Je le fixe, sans savoir si je ressens plus de pitié ou de reconnaissance.
- Vous n’êtes pas idiot, je souffle doucement. Vous m’avez cru capable de chercher la vérité. Personne d’autre ne l’a fait.
Il ne répond rien, mais je crois voir, l’espace d’un instant, quelque chose se fissurer dans son regard. Une forme de respect, peut-être. Ou d’inquiétude sincère.
Le silence s’installe. Suwan reste immobile, debout derrière son bureau. Son regard est tourné vers la fenêtre, mais je sais qu’il ne voit rien du paysage. Il réfléchit, et ça se voit à la manière dont sa mâchoire se contracte, dont ses doigts tapotent distraitement contre son bras croisé.
Je voudrais qu’il parle. Qu’il dise quelque chose. N’importe quoi. Mais il se tait. Son silence pèse plus lourd que la vérité que je devine dans ses yeux. J’essaie de déchiffrer son expression, cette neutralité feinte, ces rides à peine visibles au coin de ses lèvres, qui trahissent une colère qu’il retient. Une colère tournée contre lui, peut-être.
Mon cœur bat trop fort. Je sens la tension grimper dans ma poitrine, un mélange de peur et d’impatience. J’ai l’impression d’attendre un verdict, comme si le moindre mot allait sceller quelque chose d’irréversible.
Suwan finit par soupirer. Un souffle lent, mais qui résonne comme une défaite. Il baisse brièvement les yeux, se passe une main sur le visage, puis fait un pas en arrière. Un geste nerveux, rare chez lui.
Dans son mouvement, quelque chose s’échappe de la poche de son pantalon et tombe lourdement sur le sol. Je baisse les yeux.
L’opale.
Pierre aux reflets iridescents qui dansent sous la lumière, changent de couleur à chaque mouvement, comme si elle contenait un monde entier à l’intérieur. La même opale qui a foudroyé l’instructrice plus tôt dans la journée.
Mon souffle se coupe, puis se fait plus lourd, irrégulier. Une sensation électrique me traverse, brûlante, familière, comme un écho du passé. C’est elle. Je sais que c’est elle. L’énergie qui s’émane de cette pierre m’atteint, invisible mais présente.
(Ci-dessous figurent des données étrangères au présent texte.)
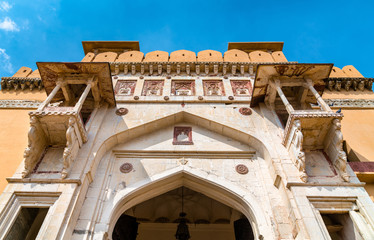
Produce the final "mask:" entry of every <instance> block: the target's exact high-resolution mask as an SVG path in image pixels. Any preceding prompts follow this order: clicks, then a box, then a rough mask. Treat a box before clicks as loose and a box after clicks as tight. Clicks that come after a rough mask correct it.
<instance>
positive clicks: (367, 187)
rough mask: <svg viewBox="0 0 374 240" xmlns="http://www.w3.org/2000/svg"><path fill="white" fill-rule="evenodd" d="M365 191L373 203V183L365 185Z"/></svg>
mask: <svg viewBox="0 0 374 240" xmlns="http://www.w3.org/2000/svg"><path fill="white" fill-rule="evenodd" d="M365 190H366V191H367V192H368V194H369V196H370V198H371V200H373V202H374V183H370V184H366V185H365Z"/></svg>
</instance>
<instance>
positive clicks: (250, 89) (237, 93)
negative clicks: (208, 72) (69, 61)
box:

Une pression légère mais persistante dans l’air, qui me fait frissonner. Une vague de chaleur me monte aux tempes, mon cœur bat plus vite, et mon corps, malgré lui, est attiré. Je ne peux pas détacher mes yeux de cette opale, comme si elle me commandait de la toucher, de la comprendre. Mais quelque chose dans mon esprit me hurle que ce n’est pas une bonne idée.
Je fais un pas en avant, mes jambes réagissant à un appel irrésistible. Le sol sous mes pieds semble légèrement trembler. Le monde autour de moi devient plus silencieux, comme si tous les bruits avaient disparu, étouffés par cette pierre singulière, par la présence presque tangible de l’énergie qui se dégage d’elle. Mes doigts se tendent, presque malgré moi, mais juste avant que ma main ne se referme sur la pierre, une voix grave me sort de ma transe.
- Ne la touche pas !
C’est Suwan, mais sa voix semble lointaine, comme un murmure contre un vent trop fort. Je l’entends sans l’écouter. Mon corps a déjà décidé.
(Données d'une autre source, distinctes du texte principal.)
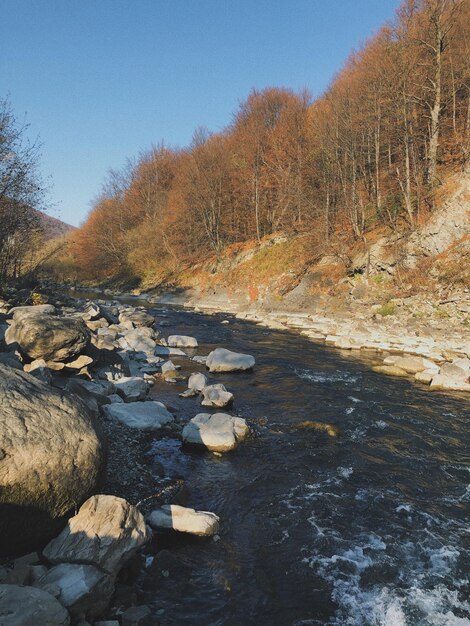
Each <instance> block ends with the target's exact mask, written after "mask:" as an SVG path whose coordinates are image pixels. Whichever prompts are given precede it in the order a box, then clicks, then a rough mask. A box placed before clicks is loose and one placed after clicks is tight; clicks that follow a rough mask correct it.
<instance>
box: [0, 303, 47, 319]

Je me baisse lentement, la main tremblante. Mes doigts s’approchent de la pierre, l’effleurent… puis la saisissent.
Une chaleur immédiate inonde ma paume, douce comme un bain tiède après un hiver trop long. Elle s’insinue dans ma peau, glisse sous mes ongles, se loge dans chaque nerf, chaque fibre, chaque recoin de mon corps. Ma vision vacille, non pas de douleur, mais d’un soulagement si profond que j’en oublie de respirer.
C’est comme si une absence venait de se refermer. Comme si un vide dont j’ignorais l’existence s’était comblé d’un coup. L’opale ne fait pas que chauffer ma main, elle me répare. Une paix étrange se répand lentement en moi, une sensation diffuse, douce, et pleine. Je n’ai jamais rien senti d’aussi juste.
Je me serais attendue à hurler, à suffoquer, à m’effondrer sur le sol en proie à une douleur insoutenable. Comme l’instructrice il y a de cela quelques heures. Mais au lieu de cela… je me redresse. Mon dos se déploie, mes épaules s’ouvrent. Je me tiens droite, solide, plus ancrée que jamais.
Je lève les yeux vers Suwan, dont le visage est pétrifié. J’observe sa stupeur, le trouble dans son regard. Puis, sans effort, je tends la pierre vers lui.
- Tenez.
Ma voix est posée, claire, plus calme qu’elle ne l’a jamais été. L’opale repose toujours dans ma paume, chaude, familière. Et moi… je suis entière.